As an Old Data Hand –
I really got interested in this when I saw the data from New Zealand – showing that the raw and adjusted temperatures were showing different trends:

Specifically the raw data was showing no trend and the adjusted data was showing an upward trend. We ODHs know that if you can’t see it in the raw data, it probably isn’t there. Now that’s not always true and sometimes the data needs to be transformed in an amazingly elegant way and suddenly it fits a new pattern. Then you might get a Nobel Prize, or maybe a word of thanks – but it’s mostly it doesn’t happen.

So I was even more interested in ‘Climategate USA’, the revelation that the number of observation stations used in producing the GISS Land-surface air temperature anomalies (Global Temperature data for the newbies) had fallen from over 6000 to about 1500 during the 1990s and onwards. If there’s one thing we ODHs know, it’s that the easiest way to find what you expect in the data is to select the observations that you include in the result.
(The second easiest way is to find something else to normalise it against!)

There are a lot of caveats and speculation after the exciting graph.

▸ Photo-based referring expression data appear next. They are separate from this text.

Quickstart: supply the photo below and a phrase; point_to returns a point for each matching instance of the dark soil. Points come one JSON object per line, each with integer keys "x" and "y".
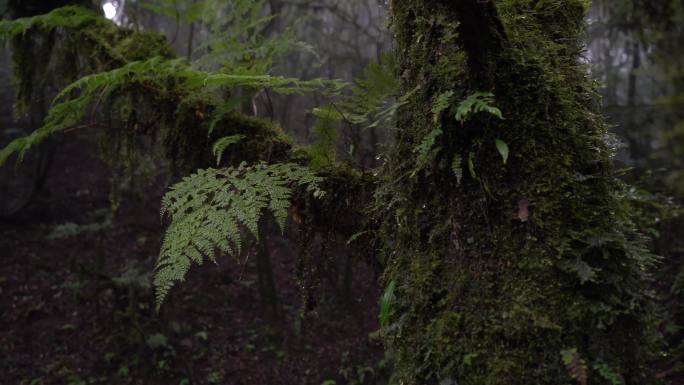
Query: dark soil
{"x": 77, "y": 306}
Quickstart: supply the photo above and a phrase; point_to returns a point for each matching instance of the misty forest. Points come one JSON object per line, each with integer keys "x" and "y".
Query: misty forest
{"x": 342, "y": 192}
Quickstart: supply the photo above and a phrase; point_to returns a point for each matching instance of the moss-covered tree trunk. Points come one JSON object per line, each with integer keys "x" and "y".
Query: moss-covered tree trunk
{"x": 527, "y": 272}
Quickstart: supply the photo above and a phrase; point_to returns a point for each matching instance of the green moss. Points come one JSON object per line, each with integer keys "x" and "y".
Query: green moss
{"x": 484, "y": 297}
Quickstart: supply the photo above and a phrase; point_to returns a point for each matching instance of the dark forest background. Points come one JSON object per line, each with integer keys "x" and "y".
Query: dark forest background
{"x": 78, "y": 243}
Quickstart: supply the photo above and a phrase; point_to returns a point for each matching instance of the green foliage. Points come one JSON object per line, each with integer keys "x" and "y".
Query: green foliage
{"x": 502, "y": 147}
{"x": 386, "y": 303}
{"x": 475, "y": 103}
{"x": 326, "y": 133}
{"x": 65, "y": 17}
{"x": 166, "y": 81}
{"x": 441, "y": 103}
{"x": 607, "y": 373}
{"x": 515, "y": 263}
{"x": 209, "y": 209}
{"x": 240, "y": 41}
{"x": 375, "y": 97}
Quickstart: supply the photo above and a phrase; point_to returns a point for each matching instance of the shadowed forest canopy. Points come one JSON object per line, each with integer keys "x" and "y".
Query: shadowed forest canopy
{"x": 407, "y": 192}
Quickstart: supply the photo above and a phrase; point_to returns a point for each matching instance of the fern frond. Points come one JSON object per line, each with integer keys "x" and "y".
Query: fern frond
{"x": 475, "y": 103}
{"x": 64, "y": 17}
{"x": 165, "y": 80}
{"x": 210, "y": 209}
{"x": 440, "y": 104}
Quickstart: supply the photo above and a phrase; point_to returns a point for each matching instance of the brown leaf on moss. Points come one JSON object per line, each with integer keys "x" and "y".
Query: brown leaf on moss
{"x": 523, "y": 210}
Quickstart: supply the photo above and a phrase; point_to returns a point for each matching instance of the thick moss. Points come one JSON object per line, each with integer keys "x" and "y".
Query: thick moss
{"x": 485, "y": 293}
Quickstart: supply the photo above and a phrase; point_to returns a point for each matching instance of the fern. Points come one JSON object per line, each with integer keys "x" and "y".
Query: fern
{"x": 209, "y": 209}
{"x": 440, "y": 104}
{"x": 457, "y": 168}
{"x": 475, "y": 103}
{"x": 65, "y": 17}
{"x": 323, "y": 148}
{"x": 223, "y": 143}
{"x": 170, "y": 80}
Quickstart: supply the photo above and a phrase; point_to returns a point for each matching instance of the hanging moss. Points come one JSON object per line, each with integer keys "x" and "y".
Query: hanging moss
{"x": 52, "y": 50}
{"x": 501, "y": 275}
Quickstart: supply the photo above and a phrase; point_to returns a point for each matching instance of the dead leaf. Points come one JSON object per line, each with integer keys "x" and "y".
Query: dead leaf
{"x": 523, "y": 210}
{"x": 296, "y": 215}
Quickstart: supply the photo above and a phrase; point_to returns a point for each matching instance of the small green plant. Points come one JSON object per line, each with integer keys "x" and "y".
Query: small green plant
{"x": 210, "y": 209}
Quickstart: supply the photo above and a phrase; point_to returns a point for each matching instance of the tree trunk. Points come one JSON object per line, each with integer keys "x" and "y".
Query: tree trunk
{"x": 527, "y": 272}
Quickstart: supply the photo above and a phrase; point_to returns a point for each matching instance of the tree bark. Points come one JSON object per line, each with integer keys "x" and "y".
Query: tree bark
{"x": 501, "y": 273}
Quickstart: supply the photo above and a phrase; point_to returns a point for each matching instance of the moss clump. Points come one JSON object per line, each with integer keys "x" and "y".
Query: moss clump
{"x": 499, "y": 273}
{"x": 52, "y": 50}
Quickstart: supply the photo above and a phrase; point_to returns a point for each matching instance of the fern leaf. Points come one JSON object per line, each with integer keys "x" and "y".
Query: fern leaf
{"x": 475, "y": 103}
{"x": 210, "y": 209}
{"x": 457, "y": 168}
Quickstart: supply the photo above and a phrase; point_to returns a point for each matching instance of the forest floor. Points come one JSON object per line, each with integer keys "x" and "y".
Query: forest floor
{"x": 78, "y": 308}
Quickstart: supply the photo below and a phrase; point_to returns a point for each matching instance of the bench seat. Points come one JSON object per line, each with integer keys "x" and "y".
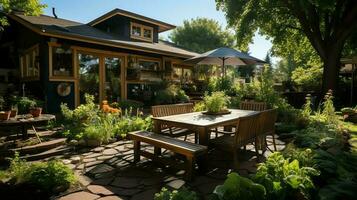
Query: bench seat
{"x": 190, "y": 150}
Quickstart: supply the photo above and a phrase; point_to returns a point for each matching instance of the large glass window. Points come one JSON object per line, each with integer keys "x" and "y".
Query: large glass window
{"x": 88, "y": 76}
{"x": 62, "y": 62}
{"x": 112, "y": 79}
{"x": 29, "y": 63}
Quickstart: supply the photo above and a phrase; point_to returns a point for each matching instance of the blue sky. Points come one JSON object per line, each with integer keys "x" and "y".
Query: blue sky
{"x": 170, "y": 11}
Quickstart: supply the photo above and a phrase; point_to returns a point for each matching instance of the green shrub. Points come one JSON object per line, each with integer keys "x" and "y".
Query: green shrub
{"x": 182, "y": 194}
{"x": 51, "y": 176}
{"x": 127, "y": 104}
{"x": 216, "y": 102}
{"x": 237, "y": 187}
{"x": 284, "y": 179}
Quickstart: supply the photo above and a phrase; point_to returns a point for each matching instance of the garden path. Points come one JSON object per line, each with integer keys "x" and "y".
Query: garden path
{"x": 107, "y": 173}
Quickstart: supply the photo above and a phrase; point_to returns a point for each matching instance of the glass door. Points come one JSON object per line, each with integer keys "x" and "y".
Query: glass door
{"x": 112, "y": 81}
{"x": 89, "y": 79}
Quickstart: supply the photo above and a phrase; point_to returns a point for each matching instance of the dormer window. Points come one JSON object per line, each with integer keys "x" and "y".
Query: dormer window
{"x": 141, "y": 32}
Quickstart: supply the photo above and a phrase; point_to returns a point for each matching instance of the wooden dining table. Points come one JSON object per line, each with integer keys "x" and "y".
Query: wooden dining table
{"x": 200, "y": 123}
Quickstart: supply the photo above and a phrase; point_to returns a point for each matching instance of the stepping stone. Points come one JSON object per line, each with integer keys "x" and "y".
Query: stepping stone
{"x": 146, "y": 195}
{"x": 93, "y": 155}
{"x": 103, "y": 181}
{"x": 109, "y": 152}
{"x": 80, "y": 195}
{"x": 98, "y": 149}
{"x": 176, "y": 184}
{"x": 125, "y": 182}
{"x": 100, "y": 190}
{"x": 123, "y": 191}
{"x": 66, "y": 161}
{"x": 90, "y": 164}
{"x": 81, "y": 166}
{"x": 101, "y": 168}
{"x": 111, "y": 198}
{"x": 150, "y": 181}
{"x": 75, "y": 159}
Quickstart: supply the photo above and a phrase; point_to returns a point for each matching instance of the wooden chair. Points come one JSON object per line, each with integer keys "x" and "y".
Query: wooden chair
{"x": 268, "y": 119}
{"x": 253, "y": 105}
{"x": 173, "y": 109}
{"x": 245, "y": 133}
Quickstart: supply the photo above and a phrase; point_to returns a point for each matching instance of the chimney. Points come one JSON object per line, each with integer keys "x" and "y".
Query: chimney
{"x": 54, "y": 12}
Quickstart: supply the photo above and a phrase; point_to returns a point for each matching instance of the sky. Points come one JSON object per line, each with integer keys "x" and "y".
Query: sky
{"x": 170, "y": 11}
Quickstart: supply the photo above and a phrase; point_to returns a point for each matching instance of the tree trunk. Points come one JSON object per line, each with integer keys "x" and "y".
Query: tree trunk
{"x": 331, "y": 68}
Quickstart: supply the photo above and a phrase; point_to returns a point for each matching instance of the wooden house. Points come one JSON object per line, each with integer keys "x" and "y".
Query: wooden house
{"x": 117, "y": 56}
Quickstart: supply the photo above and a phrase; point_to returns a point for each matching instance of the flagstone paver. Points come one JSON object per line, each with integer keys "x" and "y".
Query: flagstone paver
{"x": 107, "y": 172}
{"x": 99, "y": 189}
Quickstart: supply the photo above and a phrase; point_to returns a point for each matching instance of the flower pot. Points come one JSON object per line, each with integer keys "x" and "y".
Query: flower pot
{"x": 35, "y": 112}
{"x": 93, "y": 143}
{"x": 5, "y": 115}
{"x": 13, "y": 113}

So I did a bit of work with the raw data that was made available through (Climate Science from climate scientists) which is the GHCN v.2 (Global Historical Climate Network: weather station records from around the world, temperature and precipitation) . I had previously checked that I got the same pattern from this data regarding the New Zealand divergence and also the Darwin station fuckup, so I am reasonable sure that I am dealing with the right sort of data.
I certainly get the right sort of numbers against the station count.

I thought that if the stations observed vary from year to year, it might be interesting to look each year in terms of ONLY stations that reported in that year and the previous year AS WELL (we sometimes call this a constant sample).

Obviously the absolute temperatures can vary very considerable, if a lot of cold stations were included in Years 1 and 2, but dropped in 3, then the Year 2 absolute would be much lower than the Year 3 absolute. However I can’t really see why the change between the two years shouldn’t be a fairly valid statistic.

I can then apply the change to a base year and compare the trend between GISS, and My Constant Station trend. My data is of course unweighted by geography and has no interpolation. So I include my All Station data (also re-aligned to starting point GIFF base temperature).

I can then take the difference between my result for the constant sample stations and my result for all stations and apply that difference to the GISS temperature data (I’ve used absolute difference rather than an index ) to show what the GISS data might have looked like on a constant sample basis. (GISS+Constant sample)

Dropping the stations?
Notes and queries: Am I comparing Apples and Pears? I don’t really know – I’m using the GISS Global Land Station data so I hope not.

The series starts in 1946 as this is a bit of ground zero in the GISS data I’m using with a zero degree anomaly.

Things I haven’t take account of are probably too many to mention. The number of observations in a year from a station are taken into account in the averaging but if one year is January only and the next July only I haven’t bothered. I reckon these things tend to average out.

One interesting thing is how much more variable year to year the GISS data is than my All Station data – that’s the result of me using the data straight and not weighting the stations in any way (for instance by interpolation). I know this is land temperatures only, but logically I expect global temperatures to be pretty consistant year to year – of course possibly with a trend – because it’s the same whole Earth – is that a wrong assumption?

Of course the same analysis is possible for any country with a reasonable number of sample stations – although I haven’t done it
And by the way Jon Sadleir is a cunt.